Within my current configuration there are three competing clocks trying to set the time on the virtualized domain controllers:
- The NTP configuration on the DC
- The Hyper-V time sync service
- The NTP configuration on the host motherboard
In my original setup I had configured the DC’s to point to an external NTP source to get their time settings, then set the motherboard to point to the DC’s for it’s time.
This probably would have been fine except for Hyper-V also trying to keep the DC’s in line… what I believe was happening was as follows:
- During normal run time, the DC’s would pull from the NTP servers and set the clock
- Hyper-V would see the drift and “correct” it to the host time, which would always drift a bit due to the software clock
- The Hyper-V host was part of the domain so the domain time sync would then also update the host clock to be off as well
- Each time the host rebooted (patches, etc), it would pull the time from the DC, which would off a bit due to Hyper-V fixing the clock all the time
- This drift would then become the new norm and the process would start all over again
In any given month, the drift was not too bad, but over multiple months it added up to the 10 minutes or so I was seeing.
My first instinct was to kill the Hyper-V time sync service on the DC’s, but that just messed up the DC clocks due to the virtualization.

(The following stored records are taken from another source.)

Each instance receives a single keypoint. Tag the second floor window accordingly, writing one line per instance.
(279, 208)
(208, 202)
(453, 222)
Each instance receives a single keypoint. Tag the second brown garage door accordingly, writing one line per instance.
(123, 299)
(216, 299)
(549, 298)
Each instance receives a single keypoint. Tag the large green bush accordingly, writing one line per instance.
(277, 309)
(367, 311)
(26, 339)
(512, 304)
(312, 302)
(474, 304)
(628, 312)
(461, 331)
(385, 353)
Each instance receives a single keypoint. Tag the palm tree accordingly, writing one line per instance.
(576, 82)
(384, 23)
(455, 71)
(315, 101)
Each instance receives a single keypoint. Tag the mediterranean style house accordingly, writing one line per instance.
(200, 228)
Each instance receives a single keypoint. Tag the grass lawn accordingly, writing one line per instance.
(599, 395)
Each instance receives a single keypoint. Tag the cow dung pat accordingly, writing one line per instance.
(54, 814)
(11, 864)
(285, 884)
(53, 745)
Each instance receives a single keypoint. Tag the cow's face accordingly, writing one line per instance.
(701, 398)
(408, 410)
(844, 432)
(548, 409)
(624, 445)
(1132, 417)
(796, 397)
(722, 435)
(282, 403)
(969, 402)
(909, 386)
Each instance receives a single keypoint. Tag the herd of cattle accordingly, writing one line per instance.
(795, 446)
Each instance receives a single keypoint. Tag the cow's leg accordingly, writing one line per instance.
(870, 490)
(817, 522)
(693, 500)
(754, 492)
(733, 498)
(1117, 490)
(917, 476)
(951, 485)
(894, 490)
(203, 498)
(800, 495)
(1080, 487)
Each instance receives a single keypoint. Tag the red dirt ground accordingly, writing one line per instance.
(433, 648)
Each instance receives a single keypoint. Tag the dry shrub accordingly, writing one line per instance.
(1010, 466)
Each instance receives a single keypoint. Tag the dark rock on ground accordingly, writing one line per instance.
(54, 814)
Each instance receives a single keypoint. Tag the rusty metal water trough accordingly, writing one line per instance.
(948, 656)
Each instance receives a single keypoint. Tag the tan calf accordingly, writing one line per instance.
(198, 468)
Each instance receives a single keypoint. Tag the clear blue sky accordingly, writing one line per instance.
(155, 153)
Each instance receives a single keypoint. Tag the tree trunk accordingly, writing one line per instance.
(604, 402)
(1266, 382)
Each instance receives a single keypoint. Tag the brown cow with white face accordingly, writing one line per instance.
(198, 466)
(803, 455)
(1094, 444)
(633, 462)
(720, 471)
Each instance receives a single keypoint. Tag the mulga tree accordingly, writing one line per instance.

What I believe will resolve the issue (I’m going to have to wait a couple of months to make sure of course) is to instead set the motherboard NTP servers to the same NTP servers that the DC’s use and leave the Hyper-V time sync service in place. This should ensure that during reboots the MB clock is updated to the right time and that should propagate through to the DC’s. This would break the loop and keep the clock’s in sync with the proper time again.